Nor is this a blip. Tax receipts have ramped up, and the latest revenue estimates suggest the numbers aren’t going back down.
The spending surge will continue. State administrators expect that policymakers have a lot of money at their disposal for this and next year. The governor has a plan to spend most of it. Whitmer’s budget and tax plans whittle the state’s $8.5 billion surplus down to $250 million.
Not all of the plan involves budget increases. The added tax preferences for pension benefits (but not for other types of retirement income) means the state won’t collect as much revenue. An increase in the Earned Income Tax Credit will give many people a check for more than they owe in taxes, but because it is administered through the tax code, the spending doesn’t show up in the budget.
Whitmer also wants to avoid the scheduled decrease in the income tax rate that has been part of state law since 2015. This will will cost taxpayers $673 million and will increase state funds.
Residents deserve a tax cut. Improvements to the state’s business climate can help turn around Michigan’s flagging job recovery, which has been weaker than the recovery in many other states. The state’s large surpluses demonstrate that we can afford to lower taxes.
There is also a lot of fluff in the governor’s spending proposals. Whitmer wants to cover the preschool costs of households earning more than $75,000. Families earning less than that are already covered by existing programs. The state’s higher education funding policy is to fly bombers over state universities and drop crates of cash on them, and the governor wants to put more cash in the crates next year. She also wants to spend more on a business subsidy program, which allows the governor to grant however much money she decides to whatever corporations she chooses.

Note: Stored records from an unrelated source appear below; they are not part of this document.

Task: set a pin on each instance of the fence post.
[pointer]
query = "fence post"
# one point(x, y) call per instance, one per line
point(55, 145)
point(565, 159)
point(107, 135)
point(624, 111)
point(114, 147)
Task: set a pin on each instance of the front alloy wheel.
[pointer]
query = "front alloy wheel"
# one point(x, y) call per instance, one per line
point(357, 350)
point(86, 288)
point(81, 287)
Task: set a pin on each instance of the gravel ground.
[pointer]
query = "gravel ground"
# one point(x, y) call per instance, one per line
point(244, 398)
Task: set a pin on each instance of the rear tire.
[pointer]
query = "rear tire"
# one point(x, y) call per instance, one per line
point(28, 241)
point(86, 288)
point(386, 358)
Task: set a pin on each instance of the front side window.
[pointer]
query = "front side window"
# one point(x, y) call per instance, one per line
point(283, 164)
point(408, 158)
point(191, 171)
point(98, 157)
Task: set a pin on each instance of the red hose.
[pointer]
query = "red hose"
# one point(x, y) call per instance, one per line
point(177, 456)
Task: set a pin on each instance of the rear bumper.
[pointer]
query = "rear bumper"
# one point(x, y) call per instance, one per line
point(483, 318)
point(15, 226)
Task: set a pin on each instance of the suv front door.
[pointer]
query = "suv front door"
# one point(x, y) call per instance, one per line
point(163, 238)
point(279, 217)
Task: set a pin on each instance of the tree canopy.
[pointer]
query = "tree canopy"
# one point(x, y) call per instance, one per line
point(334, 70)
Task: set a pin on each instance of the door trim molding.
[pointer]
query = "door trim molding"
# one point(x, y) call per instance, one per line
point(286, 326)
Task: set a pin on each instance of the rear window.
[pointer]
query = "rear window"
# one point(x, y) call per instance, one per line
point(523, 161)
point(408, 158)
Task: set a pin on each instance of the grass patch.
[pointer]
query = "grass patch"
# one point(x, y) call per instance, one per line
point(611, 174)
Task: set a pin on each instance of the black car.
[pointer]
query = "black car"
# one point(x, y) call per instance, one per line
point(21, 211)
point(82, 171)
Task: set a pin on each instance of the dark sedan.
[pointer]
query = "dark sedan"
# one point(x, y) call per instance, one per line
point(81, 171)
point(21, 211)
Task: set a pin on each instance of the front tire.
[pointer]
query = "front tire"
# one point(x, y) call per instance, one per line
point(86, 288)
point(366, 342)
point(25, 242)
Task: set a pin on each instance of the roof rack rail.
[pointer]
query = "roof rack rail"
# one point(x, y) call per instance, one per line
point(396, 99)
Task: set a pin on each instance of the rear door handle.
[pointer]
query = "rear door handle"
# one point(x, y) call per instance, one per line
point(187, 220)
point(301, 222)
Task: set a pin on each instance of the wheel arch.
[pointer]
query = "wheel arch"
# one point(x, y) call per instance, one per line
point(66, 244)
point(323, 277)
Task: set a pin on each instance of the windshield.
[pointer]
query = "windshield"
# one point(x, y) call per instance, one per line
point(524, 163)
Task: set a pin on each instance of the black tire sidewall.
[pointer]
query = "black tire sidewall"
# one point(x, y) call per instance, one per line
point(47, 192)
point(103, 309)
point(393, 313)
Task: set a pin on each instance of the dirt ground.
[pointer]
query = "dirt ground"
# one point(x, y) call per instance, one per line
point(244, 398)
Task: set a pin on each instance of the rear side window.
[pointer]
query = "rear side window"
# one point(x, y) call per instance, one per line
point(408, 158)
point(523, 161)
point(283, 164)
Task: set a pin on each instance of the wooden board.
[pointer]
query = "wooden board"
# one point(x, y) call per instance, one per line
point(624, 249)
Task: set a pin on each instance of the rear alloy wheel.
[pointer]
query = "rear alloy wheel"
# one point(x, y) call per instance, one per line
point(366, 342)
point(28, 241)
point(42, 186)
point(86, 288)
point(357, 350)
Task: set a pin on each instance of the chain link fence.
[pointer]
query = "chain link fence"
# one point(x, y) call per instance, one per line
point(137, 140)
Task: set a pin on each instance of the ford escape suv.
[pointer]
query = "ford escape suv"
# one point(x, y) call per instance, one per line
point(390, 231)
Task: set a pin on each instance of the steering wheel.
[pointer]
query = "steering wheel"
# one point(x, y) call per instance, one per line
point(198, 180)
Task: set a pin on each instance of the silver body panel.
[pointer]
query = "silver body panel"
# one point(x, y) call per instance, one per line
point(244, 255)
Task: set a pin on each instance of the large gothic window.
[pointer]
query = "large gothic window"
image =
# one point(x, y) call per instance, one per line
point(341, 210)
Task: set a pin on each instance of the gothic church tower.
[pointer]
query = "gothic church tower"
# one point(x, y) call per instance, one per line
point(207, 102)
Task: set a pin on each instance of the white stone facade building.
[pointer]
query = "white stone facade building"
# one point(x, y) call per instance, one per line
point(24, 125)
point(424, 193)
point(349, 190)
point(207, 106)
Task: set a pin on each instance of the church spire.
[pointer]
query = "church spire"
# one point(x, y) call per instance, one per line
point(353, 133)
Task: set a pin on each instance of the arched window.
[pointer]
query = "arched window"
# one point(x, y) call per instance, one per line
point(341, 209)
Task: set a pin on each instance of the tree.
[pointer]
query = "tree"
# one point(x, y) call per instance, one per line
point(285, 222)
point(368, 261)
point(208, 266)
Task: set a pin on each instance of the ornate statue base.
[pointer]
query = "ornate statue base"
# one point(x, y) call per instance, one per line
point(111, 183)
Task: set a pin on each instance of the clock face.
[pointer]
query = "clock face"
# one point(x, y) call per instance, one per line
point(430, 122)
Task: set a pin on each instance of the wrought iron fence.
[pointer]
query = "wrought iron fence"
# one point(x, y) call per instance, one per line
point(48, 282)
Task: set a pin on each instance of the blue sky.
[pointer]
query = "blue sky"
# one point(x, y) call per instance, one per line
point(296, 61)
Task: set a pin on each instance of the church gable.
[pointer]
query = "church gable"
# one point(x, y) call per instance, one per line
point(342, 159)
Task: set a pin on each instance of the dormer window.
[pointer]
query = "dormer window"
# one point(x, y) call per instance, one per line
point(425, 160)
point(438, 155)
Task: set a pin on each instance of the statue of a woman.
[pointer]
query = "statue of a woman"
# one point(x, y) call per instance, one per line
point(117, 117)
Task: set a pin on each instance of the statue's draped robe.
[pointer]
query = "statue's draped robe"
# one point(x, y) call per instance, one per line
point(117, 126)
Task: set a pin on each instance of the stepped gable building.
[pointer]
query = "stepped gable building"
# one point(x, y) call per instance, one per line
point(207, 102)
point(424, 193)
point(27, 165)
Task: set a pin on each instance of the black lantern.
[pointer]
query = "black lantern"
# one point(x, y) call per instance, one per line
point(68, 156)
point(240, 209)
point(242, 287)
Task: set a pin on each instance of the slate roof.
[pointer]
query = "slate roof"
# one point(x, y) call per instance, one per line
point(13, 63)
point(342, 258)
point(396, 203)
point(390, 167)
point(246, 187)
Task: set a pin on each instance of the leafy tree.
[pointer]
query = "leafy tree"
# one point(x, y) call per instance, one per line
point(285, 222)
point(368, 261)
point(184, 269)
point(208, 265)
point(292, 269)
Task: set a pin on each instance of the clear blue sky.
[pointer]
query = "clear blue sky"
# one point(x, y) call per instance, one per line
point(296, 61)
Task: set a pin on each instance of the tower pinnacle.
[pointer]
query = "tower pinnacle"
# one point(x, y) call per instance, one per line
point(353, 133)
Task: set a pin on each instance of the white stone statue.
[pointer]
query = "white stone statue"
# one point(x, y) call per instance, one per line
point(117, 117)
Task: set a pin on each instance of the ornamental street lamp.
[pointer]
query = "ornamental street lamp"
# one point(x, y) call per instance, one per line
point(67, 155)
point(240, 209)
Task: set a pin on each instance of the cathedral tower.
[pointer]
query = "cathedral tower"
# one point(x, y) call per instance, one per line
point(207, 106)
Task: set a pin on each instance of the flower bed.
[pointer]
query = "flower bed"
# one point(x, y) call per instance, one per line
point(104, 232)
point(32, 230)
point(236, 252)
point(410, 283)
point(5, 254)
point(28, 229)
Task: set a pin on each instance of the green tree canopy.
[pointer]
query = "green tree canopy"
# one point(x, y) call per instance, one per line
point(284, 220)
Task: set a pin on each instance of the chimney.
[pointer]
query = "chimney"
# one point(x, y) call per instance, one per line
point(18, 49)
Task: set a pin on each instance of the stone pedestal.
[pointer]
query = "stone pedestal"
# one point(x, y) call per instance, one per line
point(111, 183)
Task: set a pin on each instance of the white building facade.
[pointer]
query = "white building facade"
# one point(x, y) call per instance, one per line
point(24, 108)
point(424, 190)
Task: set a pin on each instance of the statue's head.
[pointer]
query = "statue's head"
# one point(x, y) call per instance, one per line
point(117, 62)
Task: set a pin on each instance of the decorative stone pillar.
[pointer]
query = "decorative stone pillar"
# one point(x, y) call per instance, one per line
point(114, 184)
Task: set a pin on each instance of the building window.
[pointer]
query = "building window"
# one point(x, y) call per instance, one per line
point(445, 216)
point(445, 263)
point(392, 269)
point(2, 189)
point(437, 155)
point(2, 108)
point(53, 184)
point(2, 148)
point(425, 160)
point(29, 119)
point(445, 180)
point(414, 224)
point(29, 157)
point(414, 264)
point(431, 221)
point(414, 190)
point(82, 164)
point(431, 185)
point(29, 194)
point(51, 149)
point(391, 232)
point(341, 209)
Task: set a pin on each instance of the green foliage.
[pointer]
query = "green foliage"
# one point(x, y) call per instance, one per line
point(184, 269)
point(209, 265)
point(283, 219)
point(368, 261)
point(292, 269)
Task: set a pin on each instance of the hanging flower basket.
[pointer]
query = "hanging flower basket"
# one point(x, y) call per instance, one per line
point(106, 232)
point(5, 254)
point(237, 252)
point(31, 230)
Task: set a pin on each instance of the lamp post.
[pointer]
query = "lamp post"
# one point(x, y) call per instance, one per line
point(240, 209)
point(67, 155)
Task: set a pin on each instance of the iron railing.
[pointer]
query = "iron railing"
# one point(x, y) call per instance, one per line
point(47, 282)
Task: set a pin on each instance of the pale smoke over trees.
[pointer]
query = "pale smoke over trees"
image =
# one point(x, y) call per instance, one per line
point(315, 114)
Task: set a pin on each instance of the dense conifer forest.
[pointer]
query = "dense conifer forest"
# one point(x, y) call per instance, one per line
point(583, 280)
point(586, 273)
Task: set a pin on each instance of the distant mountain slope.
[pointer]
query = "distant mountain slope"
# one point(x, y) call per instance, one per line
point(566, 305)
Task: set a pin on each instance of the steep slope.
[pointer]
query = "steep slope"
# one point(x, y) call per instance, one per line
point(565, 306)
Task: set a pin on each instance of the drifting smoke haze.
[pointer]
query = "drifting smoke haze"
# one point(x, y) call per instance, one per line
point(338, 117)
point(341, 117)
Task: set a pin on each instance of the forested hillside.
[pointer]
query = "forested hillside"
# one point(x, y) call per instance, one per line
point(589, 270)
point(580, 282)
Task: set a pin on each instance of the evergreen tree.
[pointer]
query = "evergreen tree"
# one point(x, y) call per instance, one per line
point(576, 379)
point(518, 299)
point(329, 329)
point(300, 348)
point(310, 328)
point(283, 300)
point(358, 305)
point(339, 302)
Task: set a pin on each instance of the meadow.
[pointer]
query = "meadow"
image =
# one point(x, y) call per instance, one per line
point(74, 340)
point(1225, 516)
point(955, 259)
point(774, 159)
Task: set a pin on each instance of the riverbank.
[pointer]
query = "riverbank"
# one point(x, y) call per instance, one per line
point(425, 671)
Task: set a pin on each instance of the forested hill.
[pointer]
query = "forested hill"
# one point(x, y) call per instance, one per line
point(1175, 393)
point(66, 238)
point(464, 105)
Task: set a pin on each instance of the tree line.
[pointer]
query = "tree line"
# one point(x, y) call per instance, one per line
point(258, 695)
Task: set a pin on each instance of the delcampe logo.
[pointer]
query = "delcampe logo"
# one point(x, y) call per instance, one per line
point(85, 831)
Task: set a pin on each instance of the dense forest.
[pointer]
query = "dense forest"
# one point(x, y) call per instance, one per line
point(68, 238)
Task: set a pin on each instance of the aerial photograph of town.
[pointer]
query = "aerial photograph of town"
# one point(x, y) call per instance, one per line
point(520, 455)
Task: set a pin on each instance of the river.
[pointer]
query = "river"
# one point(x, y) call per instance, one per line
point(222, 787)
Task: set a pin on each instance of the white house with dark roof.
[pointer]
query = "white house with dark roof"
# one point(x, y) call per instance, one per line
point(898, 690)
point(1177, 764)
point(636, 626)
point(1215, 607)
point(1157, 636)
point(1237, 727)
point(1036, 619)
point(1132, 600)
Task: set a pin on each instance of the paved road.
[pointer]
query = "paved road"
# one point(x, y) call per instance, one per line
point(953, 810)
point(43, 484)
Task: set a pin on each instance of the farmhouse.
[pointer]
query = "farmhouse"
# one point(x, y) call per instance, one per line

If lawmakers choose to spend less, they will be more judicious about how they spend taxpayer money. Perhaps there won’t be the billion-plus in district projects that appear in the budget at the last minute. There will be enough to ensure that the state can lower the income tax, in case the governor’s gambit to avoid that requirement doesn’t work. Plus, lawmakers will have money available in the event of unforeseen circumstance. And it is always important to keep some money available in case revenue takes an unexpected dip.
Whitmer seems to recognize that there are benefits from not spending every dollar of revenue. She recommended setting $1.1 billion aside in the rainy day fund.
Lawmakers have a lot of cash at their disposal right now, and Whitmer has a plan to use nearly all of it. They ought to be careful. There is a lot in the budget that provides questionable value to residents. There are good reasons to practice restraint.